Türk aile yapısının korunması için de gerek erkeğin, gerekse kadının cinsel fizyoloji ve cinsel doyum konusunda yeterince bilgilenmesi gerekli, bu bilgilenme olmadan mutlu ve uyumlu bir birliktelik sürdürebilmek mümkün görünmemektedir! Bugün Türkiye’deki boşanmaların büyük bir çoğunluğu cinsel uyumsuzluk nedeni ile gerçekleşmektedir! Her şeyden önce ‘cinselliğin konuşulmasının ayıp olması’, ‘cinselliğin yorgan altında gizlice yaşanmasının gerektiği’, gibi sorunlu inançlardan kaynaklanan davranış bozukluklarının yıkılması gerek.
Mesleğim gereği oldukça fazla vaka ile terapi uygulamaları yaptım. Ülkemiz için inanılmaz denebilecek eğilimler, yaşamlar, merakla başlayan fetiş davranışlarla karşılaştım. Bilen ve istediği için yaşayanın yanı sıra, denk geldiği merak ettiği için başladığı, sonuçlarının ise ailesini dağılmasına sebep olan danışanlarım oldu.
Ayrıca bu durumun sadece erkeklere sirayet ettiğini düşünen okuyucularıma şimdiden yanıldıklarını bildirmek isterim.

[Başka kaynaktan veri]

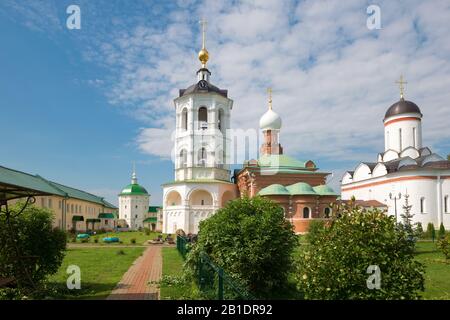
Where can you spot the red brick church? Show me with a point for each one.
(296, 185)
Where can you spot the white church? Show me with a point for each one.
(201, 177)
(405, 167)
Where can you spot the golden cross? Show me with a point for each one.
(203, 22)
(400, 84)
(269, 92)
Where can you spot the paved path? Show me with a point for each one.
(134, 283)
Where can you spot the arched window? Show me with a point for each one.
(183, 158)
(422, 205)
(327, 212)
(306, 213)
(184, 119)
(203, 118)
(387, 139)
(202, 157)
(446, 204)
(220, 123)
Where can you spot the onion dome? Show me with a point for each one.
(270, 121)
(401, 107)
(324, 190)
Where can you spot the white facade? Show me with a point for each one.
(202, 175)
(186, 204)
(403, 131)
(404, 168)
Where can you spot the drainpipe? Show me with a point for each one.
(64, 213)
(439, 199)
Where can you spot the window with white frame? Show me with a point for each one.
(422, 205)
(306, 213)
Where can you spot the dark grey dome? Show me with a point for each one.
(402, 106)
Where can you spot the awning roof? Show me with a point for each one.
(151, 220)
(15, 184)
(105, 215)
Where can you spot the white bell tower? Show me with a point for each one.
(202, 175)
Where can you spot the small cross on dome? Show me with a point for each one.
(401, 84)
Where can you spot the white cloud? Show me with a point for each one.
(333, 79)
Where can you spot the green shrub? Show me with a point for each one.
(441, 233)
(430, 230)
(335, 265)
(419, 230)
(30, 235)
(444, 245)
(315, 230)
(252, 241)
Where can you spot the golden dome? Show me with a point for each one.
(203, 56)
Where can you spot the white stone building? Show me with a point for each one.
(134, 204)
(202, 177)
(405, 167)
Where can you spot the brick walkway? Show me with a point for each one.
(134, 283)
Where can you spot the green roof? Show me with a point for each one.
(197, 181)
(274, 189)
(104, 215)
(280, 160)
(153, 209)
(133, 189)
(151, 220)
(324, 190)
(301, 188)
(17, 184)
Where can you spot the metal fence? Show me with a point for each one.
(212, 280)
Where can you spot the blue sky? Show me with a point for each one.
(79, 106)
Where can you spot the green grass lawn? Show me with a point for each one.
(437, 272)
(125, 237)
(173, 267)
(101, 269)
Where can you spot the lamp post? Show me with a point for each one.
(395, 198)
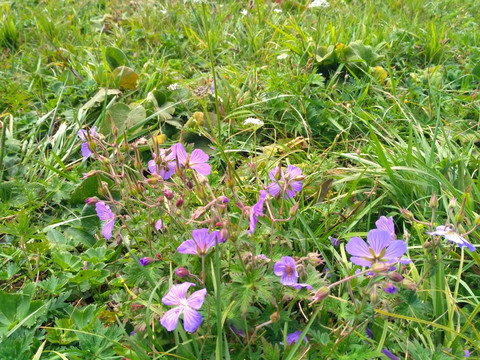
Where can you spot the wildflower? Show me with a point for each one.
(253, 122)
(196, 161)
(176, 296)
(386, 224)
(162, 164)
(319, 3)
(256, 211)
(105, 214)
(202, 241)
(84, 135)
(388, 287)
(288, 182)
(294, 337)
(448, 233)
(380, 249)
(389, 355)
(287, 270)
(335, 242)
(145, 261)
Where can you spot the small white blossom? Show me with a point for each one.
(256, 123)
(319, 3)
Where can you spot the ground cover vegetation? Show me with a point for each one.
(282, 179)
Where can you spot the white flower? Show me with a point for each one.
(255, 123)
(319, 3)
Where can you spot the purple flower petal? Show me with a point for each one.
(191, 319)
(176, 294)
(386, 224)
(395, 251)
(378, 240)
(170, 319)
(188, 247)
(357, 247)
(195, 301)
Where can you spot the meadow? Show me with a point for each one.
(200, 179)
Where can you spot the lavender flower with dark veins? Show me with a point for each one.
(287, 183)
(287, 269)
(256, 211)
(84, 135)
(197, 160)
(177, 296)
(201, 242)
(448, 233)
(105, 214)
(380, 249)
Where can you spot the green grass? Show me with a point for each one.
(376, 102)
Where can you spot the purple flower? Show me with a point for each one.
(386, 224)
(389, 288)
(202, 241)
(105, 214)
(448, 233)
(287, 270)
(145, 261)
(294, 337)
(84, 135)
(300, 286)
(158, 224)
(389, 355)
(197, 161)
(335, 242)
(257, 210)
(176, 296)
(380, 248)
(163, 165)
(287, 183)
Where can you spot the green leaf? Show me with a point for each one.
(115, 57)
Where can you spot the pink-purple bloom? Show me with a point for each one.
(448, 233)
(287, 182)
(85, 136)
(201, 242)
(386, 224)
(177, 296)
(379, 249)
(293, 338)
(106, 215)
(197, 160)
(162, 164)
(256, 211)
(287, 269)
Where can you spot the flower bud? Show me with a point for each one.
(179, 203)
(182, 272)
(92, 200)
(380, 267)
(293, 210)
(321, 294)
(407, 214)
(394, 276)
(168, 194)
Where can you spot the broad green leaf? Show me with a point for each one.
(115, 57)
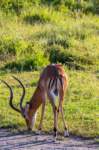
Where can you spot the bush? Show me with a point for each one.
(67, 57)
(27, 64)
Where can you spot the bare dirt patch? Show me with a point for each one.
(31, 141)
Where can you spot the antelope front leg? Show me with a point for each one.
(55, 120)
(66, 133)
(42, 115)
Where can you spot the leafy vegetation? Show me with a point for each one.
(35, 33)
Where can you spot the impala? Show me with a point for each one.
(52, 83)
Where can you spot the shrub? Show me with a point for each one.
(67, 57)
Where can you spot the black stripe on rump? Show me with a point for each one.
(56, 90)
(60, 78)
(51, 83)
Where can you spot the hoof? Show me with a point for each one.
(66, 134)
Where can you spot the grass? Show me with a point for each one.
(34, 35)
(81, 105)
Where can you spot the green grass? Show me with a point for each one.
(81, 104)
(33, 35)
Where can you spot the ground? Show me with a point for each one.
(30, 141)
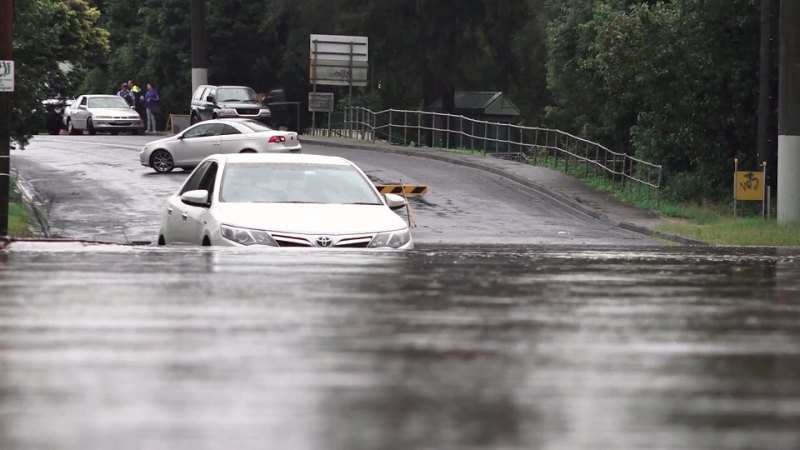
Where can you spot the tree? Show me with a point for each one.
(55, 42)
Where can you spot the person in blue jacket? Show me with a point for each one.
(152, 102)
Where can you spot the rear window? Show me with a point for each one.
(107, 102)
(255, 125)
(243, 94)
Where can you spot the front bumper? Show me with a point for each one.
(117, 124)
(358, 241)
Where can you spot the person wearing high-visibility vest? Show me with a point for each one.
(138, 105)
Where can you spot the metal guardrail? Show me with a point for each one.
(538, 146)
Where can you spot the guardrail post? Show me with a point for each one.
(461, 132)
(658, 190)
(485, 136)
(419, 129)
(472, 137)
(447, 137)
(405, 127)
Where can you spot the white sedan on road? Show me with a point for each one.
(279, 200)
(188, 148)
(95, 113)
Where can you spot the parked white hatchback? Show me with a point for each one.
(96, 112)
(187, 148)
(279, 200)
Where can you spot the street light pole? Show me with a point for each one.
(199, 47)
(789, 115)
(6, 38)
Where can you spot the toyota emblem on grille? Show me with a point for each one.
(324, 241)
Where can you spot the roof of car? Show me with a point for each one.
(302, 158)
(100, 95)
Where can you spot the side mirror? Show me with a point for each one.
(197, 197)
(394, 201)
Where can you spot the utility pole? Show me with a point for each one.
(789, 115)
(766, 133)
(6, 38)
(199, 47)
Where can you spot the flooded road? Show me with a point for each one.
(467, 347)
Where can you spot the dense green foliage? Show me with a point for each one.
(673, 82)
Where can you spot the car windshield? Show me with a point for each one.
(236, 95)
(295, 183)
(255, 125)
(107, 102)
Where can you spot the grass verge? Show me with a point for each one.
(18, 216)
(712, 223)
(748, 231)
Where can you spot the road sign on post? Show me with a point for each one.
(320, 102)
(748, 186)
(6, 76)
(338, 61)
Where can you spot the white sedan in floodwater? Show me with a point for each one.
(187, 148)
(279, 200)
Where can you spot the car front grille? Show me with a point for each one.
(247, 111)
(298, 240)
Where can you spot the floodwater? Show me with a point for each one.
(463, 347)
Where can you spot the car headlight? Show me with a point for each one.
(392, 239)
(247, 236)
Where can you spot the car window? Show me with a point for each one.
(193, 183)
(208, 179)
(295, 183)
(236, 95)
(199, 93)
(107, 102)
(203, 130)
(227, 129)
(255, 125)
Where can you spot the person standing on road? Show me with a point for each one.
(152, 102)
(126, 95)
(137, 98)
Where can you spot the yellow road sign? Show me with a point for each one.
(402, 189)
(749, 186)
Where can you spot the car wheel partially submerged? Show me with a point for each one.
(161, 161)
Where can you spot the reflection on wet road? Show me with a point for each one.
(447, 347)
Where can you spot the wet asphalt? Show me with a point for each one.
(593, 339)
(93, 187)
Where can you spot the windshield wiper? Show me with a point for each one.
(291, 201)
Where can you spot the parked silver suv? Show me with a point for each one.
(225, 102)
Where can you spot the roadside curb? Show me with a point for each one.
(33, 201)
(468, 161)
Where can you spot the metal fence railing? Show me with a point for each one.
(538, 146)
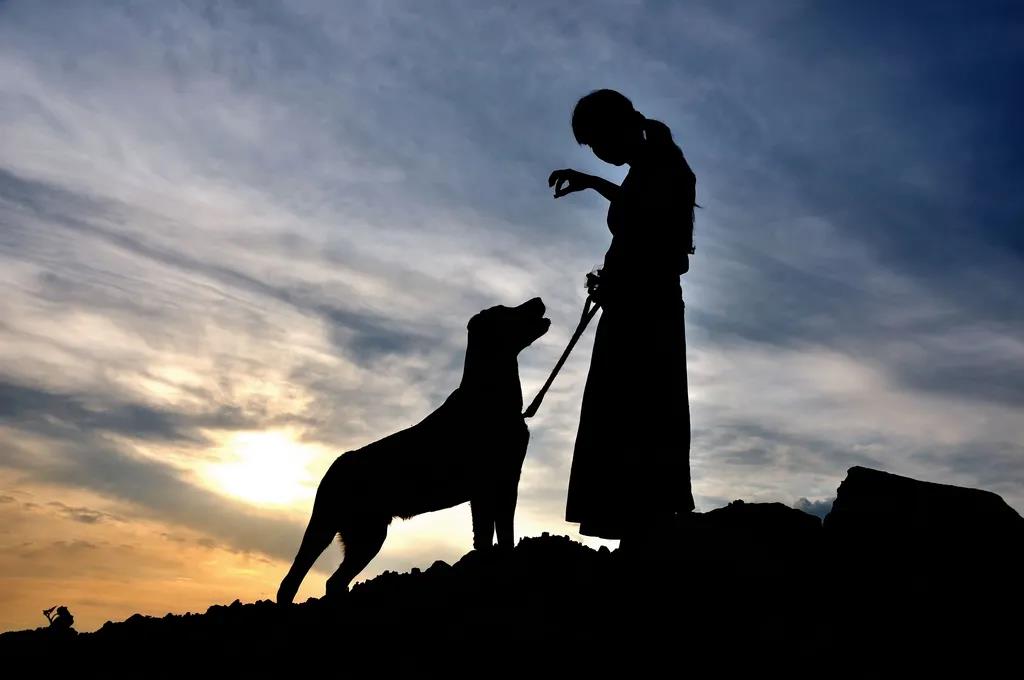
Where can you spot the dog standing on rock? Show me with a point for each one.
(470, 449)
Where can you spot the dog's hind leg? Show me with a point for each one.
(482, 509)
(506, 497)
(318, 535)
(363, 541)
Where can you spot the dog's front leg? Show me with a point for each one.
(482, 508)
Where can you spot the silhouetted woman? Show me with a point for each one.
(631, 463)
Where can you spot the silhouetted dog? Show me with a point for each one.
(470, 449)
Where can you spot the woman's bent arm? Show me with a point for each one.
(606, 188)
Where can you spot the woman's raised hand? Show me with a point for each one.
(567, 181)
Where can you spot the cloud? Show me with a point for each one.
(816, 508)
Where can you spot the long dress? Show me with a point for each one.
(631, 460)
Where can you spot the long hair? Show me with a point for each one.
(606, 110)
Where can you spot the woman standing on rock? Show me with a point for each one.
(631, 463)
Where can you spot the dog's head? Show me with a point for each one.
(511, 329)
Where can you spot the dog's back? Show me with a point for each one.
(432, 465)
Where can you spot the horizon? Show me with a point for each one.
(237, 241)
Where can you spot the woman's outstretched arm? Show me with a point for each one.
(568, 181)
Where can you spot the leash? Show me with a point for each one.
(589, 309)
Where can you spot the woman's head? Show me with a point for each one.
(606, 121)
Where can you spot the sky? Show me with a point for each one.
(238, 239)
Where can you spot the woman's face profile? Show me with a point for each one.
(611, 146)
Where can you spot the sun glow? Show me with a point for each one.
(266, 468)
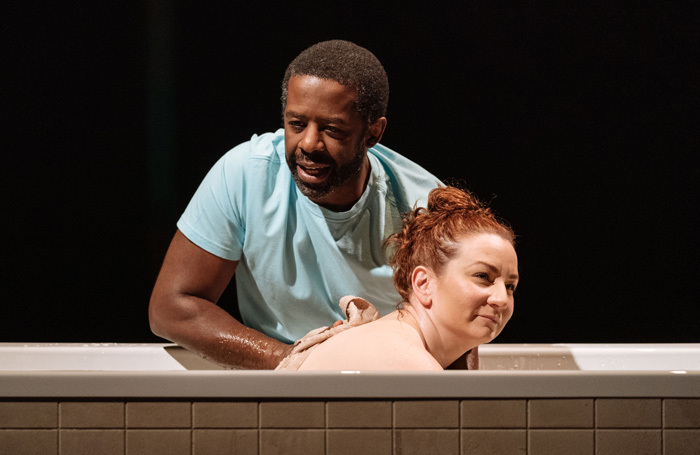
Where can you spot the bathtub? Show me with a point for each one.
(160, 398)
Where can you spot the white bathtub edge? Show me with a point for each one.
(370, 385)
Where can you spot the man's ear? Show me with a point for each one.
(375, 132)
(421, 279)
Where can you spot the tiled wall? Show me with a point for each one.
(483, 427)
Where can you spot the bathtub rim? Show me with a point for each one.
(349, 385)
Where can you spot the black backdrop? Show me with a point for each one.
(578, 123)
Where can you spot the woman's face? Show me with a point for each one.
(472, 299)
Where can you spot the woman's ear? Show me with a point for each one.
(420, 281)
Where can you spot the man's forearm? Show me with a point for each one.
(212, 333)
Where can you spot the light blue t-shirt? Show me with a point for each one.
(296, 258)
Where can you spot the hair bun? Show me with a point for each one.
(448, 199)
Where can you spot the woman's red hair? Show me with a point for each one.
(430, 236)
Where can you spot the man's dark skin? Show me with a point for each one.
(321, 126)
(320, 121)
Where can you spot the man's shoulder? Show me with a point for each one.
(407, 182)
(260, 146)
(398, 165)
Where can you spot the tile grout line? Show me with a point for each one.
(259, 428)
(124, 424)
(663, 429)
(595, 425)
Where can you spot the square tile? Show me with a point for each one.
(681, 413)
(91, 414)
(494, 413)
(158, 415)
(358, 414)
(225, 415)
(426, 414)
(421, 442)
(28, 442)
(681, 442)
(352, 442)
(292, 442)
(560, 413)
(628, 413)
(91, 442)
(18, 414)
(300, 414)
(637, 442)
(494, 442)
(158, 442)
(225, 442)
(558, 442)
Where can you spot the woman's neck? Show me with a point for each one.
(442, 348)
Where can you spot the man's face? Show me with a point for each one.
(326, 142)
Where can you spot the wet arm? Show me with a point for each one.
(183, 310)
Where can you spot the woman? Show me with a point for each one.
(456, 270)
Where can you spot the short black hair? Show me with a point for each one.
(349, 65)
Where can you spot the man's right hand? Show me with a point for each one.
(184, 310)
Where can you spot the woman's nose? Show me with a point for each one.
(499, 295)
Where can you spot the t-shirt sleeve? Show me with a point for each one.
(212, 219)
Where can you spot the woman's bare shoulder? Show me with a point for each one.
(386, 344)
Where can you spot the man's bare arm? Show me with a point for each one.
(183, 310)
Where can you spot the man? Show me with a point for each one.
(298, 236)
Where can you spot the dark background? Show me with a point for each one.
(578, 123)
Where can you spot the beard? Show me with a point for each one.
(339, 173)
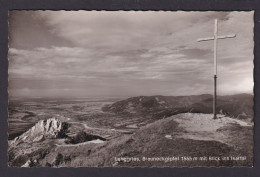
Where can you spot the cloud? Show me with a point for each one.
(91, 53)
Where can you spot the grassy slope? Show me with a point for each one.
(150, 141)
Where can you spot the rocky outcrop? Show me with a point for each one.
(50, 128)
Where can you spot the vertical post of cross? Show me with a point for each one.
(215, 69)
(215, 38)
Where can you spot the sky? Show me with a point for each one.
(127, 53)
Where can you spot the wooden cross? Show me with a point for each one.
(215, 38)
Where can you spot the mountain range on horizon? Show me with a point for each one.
(237, 106)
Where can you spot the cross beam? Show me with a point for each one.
(215, 38)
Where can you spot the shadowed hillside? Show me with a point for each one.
(238, 106)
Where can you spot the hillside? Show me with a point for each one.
(238, 106)
(183, 135)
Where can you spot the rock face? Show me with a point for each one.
(51, 128)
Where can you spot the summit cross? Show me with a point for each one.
(215, 38)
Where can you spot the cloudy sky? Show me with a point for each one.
(121, 54)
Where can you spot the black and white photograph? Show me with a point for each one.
(130, 88)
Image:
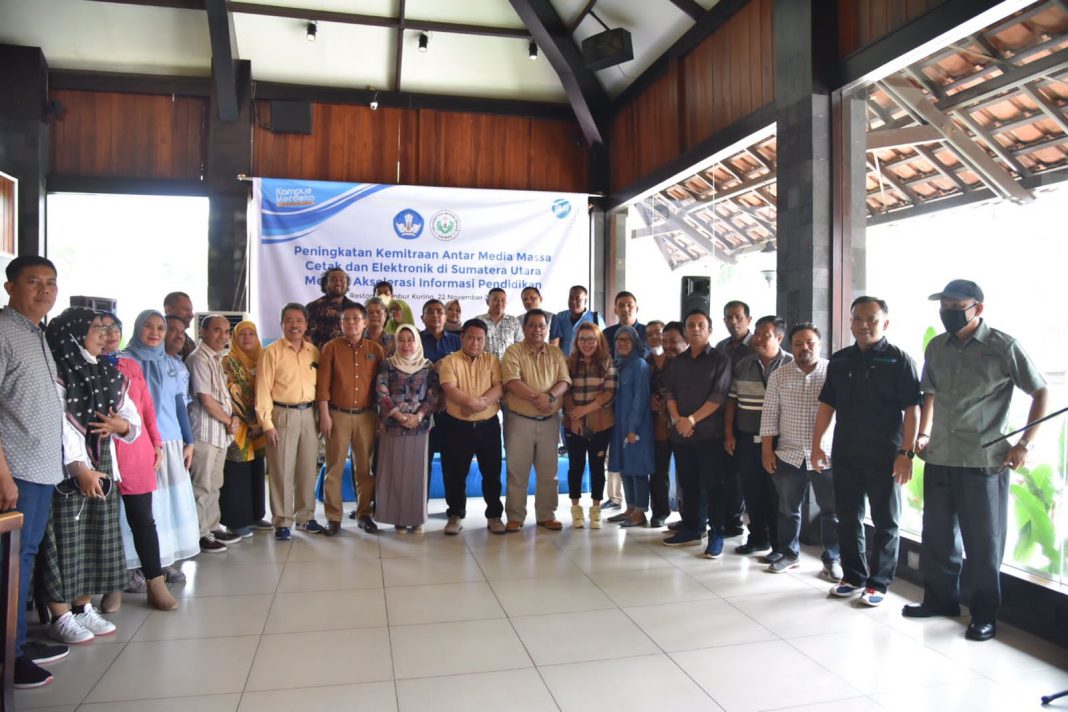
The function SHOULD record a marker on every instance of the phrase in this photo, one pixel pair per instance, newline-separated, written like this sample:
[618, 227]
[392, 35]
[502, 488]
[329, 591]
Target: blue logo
[408, 224]
[561, 208]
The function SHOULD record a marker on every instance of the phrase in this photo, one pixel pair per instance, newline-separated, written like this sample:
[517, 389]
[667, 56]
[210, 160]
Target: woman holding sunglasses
[82, 552]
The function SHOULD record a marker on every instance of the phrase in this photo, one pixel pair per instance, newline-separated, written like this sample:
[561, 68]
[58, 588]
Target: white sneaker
[94, 621]
[67, 629]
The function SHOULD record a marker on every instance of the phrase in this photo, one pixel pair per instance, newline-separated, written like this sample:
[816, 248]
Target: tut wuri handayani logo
[408, 224]
[444, 225]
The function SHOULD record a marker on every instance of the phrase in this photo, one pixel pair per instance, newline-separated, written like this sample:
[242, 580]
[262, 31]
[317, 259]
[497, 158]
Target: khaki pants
[528, 443]
[206, 474]
[356, 431]
[292, 467]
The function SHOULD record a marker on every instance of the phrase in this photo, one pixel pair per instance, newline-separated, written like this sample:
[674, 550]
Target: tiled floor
[570, 620]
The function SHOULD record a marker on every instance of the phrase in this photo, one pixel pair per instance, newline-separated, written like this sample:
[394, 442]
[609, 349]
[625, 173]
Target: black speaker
[607, 49]
[696, 293]
[291, 116]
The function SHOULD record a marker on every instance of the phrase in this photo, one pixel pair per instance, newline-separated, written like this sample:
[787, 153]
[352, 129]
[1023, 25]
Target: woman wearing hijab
[631, 452]
[138, 462]
[81, 554]
[173, 505]
[407, 393]
[241, 499]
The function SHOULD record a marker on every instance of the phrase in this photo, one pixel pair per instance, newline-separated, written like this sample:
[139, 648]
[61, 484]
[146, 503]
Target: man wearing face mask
[969, 375]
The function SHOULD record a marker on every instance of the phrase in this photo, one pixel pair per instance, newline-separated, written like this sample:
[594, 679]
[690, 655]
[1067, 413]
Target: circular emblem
[444, 225]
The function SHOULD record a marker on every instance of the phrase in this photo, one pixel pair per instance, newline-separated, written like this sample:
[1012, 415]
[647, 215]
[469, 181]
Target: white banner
[430, 242]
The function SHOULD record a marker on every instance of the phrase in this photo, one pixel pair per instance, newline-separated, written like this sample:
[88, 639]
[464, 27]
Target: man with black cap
[968, 379]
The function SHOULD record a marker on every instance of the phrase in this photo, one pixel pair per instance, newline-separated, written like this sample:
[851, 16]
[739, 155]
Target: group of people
[186, 436]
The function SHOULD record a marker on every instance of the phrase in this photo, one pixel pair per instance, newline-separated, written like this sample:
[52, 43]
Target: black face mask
[954, 320]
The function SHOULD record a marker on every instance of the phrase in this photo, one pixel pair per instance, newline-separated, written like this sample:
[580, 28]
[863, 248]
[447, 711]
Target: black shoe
[40, 652]
[924, 611]
[29, 675]
[977, 631]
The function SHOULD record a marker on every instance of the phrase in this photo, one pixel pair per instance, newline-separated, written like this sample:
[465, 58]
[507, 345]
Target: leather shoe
[924, 611]
[977, 631]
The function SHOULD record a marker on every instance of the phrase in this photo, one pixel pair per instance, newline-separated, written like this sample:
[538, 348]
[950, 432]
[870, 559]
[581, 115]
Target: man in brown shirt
[345, 392]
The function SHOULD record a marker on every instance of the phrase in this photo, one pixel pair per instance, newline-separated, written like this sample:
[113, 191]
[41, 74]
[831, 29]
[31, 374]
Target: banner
[430, 242]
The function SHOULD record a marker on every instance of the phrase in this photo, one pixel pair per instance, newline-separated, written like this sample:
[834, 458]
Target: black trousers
[964, 509]
[143, 527]
[579, 448]
[853, 481]
[660, 481]
[699, 465]
[762, 497]
[460, 442]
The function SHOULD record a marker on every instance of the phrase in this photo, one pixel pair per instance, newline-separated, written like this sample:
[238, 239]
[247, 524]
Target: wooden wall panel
[139, 136]
[861, 22]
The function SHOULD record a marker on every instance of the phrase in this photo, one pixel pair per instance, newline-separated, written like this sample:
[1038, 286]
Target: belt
[295, 406]
[350, 411]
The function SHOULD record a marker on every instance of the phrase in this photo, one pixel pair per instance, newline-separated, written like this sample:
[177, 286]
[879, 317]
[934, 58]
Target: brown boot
[159, 597]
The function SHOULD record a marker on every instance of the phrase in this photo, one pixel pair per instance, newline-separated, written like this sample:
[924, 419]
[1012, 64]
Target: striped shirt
[789, 412]
[748, 385]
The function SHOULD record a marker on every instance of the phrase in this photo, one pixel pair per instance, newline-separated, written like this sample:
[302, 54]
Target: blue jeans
[35, 503]
[791, 484]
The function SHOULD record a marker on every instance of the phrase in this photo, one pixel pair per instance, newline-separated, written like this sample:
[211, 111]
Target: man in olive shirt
[969, 376]
[535, 380]
[345, 392]
[469, 427]
[285, 397]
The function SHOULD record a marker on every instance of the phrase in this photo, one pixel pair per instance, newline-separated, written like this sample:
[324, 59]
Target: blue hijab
[152, 359]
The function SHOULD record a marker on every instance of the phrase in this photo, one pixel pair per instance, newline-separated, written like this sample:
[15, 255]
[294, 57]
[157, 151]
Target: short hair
[294, 306]
[780, 323]
[16, 266]
[474, 323]
[326, 278]
[172, 298]
[699, 312]
[869, 300]
[533, 313]
[805, 326]
[735, 303]
[355, 306]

Bilgisizlik merak bireyi etkiliyor. Cinsiyet ayırmadan. Bu durum oldukça tehlikeli… Yaklaşan ve hatta yaşanan tehlikenin farkına varılması gerekmekte. Ülkemizde kapalı kapalar arkasında, bilindiği halde bilmezden gelinen çocuk yaşta başlayan cinsel içerikli travmalar, beraberinde sıkıntılı bir cinsel hayata, mutsuz evliliklere sebep olmakta. Aileler buna çözüm aramak yerine örtbas etmeyi tercih etmekte.
Gençlerimizi kurtarmak, bunları değiştirmek elimizde… Eğitim, eğitim, eğitim…
Okullarda “Cinsel Kimlik” eğitimi ile başlamalı süreç, cinsellikte nelere dikkat edilmeli, hastalıklar ve üreme koruma yolları gibi detaylarla bilgilendirmeli gençler, çocuklar. Yemek yemek kadar doğal ve önemli, yaşam desteklerimizden biri olan cinsel hayat için daha hassas ve eğitici bir proje ile toplumu eğitmeliyiz.
Her eve hatta yaş gözetmeksizin her ele gelen internet bu konuda yanlış ve kirli bilgilerle dolu. Toplumu bu kirlilikten korumanın yolu doğruları öğretmek olacaktır. Elele vererek ülkemiz için doğru adımlar atmak elimizde. Umarım daha geç olmadan bu adımı atmak için harekete geçebiliriz.